- Born: April 9, 1961 (age 65)
- Education: Massachusetts Institute of Technology
- Scientific career
- Fields: nonlinear systems, time series
- Workplaces: University of Colorado Boulder

= Elizabeth Bradley (mathematician and rower) =

American mathematician and rower

Elizabeth Bradley (born April 9, 1961) is an American applied mathematician and computer scientist, and a former Olympic rower. She is a professor of computer science at the University of Colorado Boulder, where she specializes in nonlinear systems and nonlinear time series analysis.

==Rowing==
Bradley competed in the women's coxed four event at the 1988 Summer Olympics, with rowers Jennifer Corbet, Cynthia Eckert, and Sarah Gengler, and coxswain Kim Santiago. Their boat placed fifth out of the ten boats competing in the event.

She also competed in the 1986 World Rowing Championships, placing fourth in women's eights, and in the 1987 World Rowing Championships, placing fourth in women's pairs.

==Education and academic career==
Bradley was a student at the Massachusetts Institute of Technology, where she earned a bachelor's degree in electrical engineering in 1983, a master's degree in computer science in 1986, and a Ph.D. in electrical engineering and computer science in 1992. Her dissertation, Taming Chaotic Circuits, was jointly supervised by Hal Abelson and Gerald Jay Sussman.
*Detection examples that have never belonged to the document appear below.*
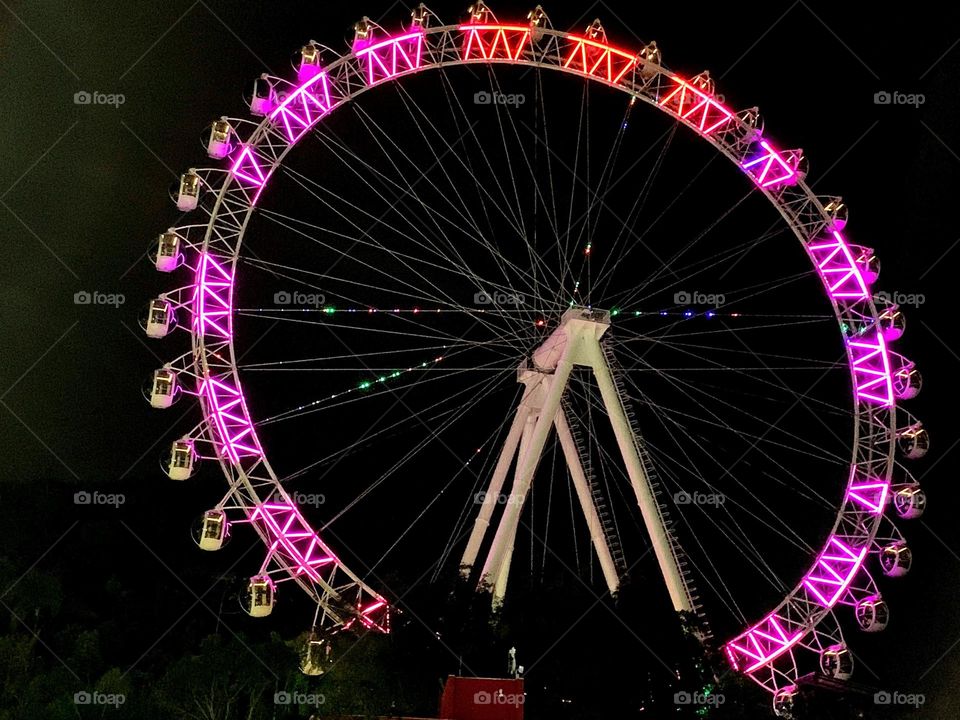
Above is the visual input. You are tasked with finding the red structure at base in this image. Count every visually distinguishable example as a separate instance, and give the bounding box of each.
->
[440,675,526,720]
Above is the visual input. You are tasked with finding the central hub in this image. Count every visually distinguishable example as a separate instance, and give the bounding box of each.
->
[533,307,610,372]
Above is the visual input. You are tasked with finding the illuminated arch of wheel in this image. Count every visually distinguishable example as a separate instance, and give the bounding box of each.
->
[154,3,923,697]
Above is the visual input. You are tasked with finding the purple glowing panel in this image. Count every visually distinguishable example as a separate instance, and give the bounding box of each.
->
[200,378,262,463]
[807,231,870,300]
[724,614,803,673]
[847,330,894,406]
[270,72,333,145]
[803,537,867,608]
[353,30,424,85]
[847,480,890,515]
[740,140,797,188]
[250,502,337,581]
[193,253,233,340]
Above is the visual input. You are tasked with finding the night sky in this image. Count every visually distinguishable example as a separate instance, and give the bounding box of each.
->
[0,0,960,718]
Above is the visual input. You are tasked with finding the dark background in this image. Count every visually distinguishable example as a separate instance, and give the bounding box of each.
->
[0,0,960,717]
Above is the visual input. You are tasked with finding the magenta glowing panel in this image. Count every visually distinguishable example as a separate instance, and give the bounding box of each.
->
[230,145,267,190]
[740,140,797,188]
[250,502,337,581]
[847,330,894,406]
[659,78,733,135]
[200,378,263,463]
[803,537,867,608]
[807,230,870,300]
[563,35,637,83]
[460,23,530,60]
[724,614,803,673]
[354,30,424,85]
[847,480,890,515]
[193,253,233,340]
[270,71,333,145]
She joined the University of Colorado computer science department as an assistant professor in 1993, chaired the department from 2003 to 2006, and was promoted to full professor in 2004. She has also visited Harvard University, and was a Radcliffe fellow at the Radcliffe Institute for Advanced Study for 2006–2007 as well as a Packard Fellow in Science and Engineering in 1995.

She was named a CRA-W Distinguished Professor by the Committee on Widening Participation in Computing Research in 2008, and was named a President's Teaching Scholar by the University of Colorado in 2017.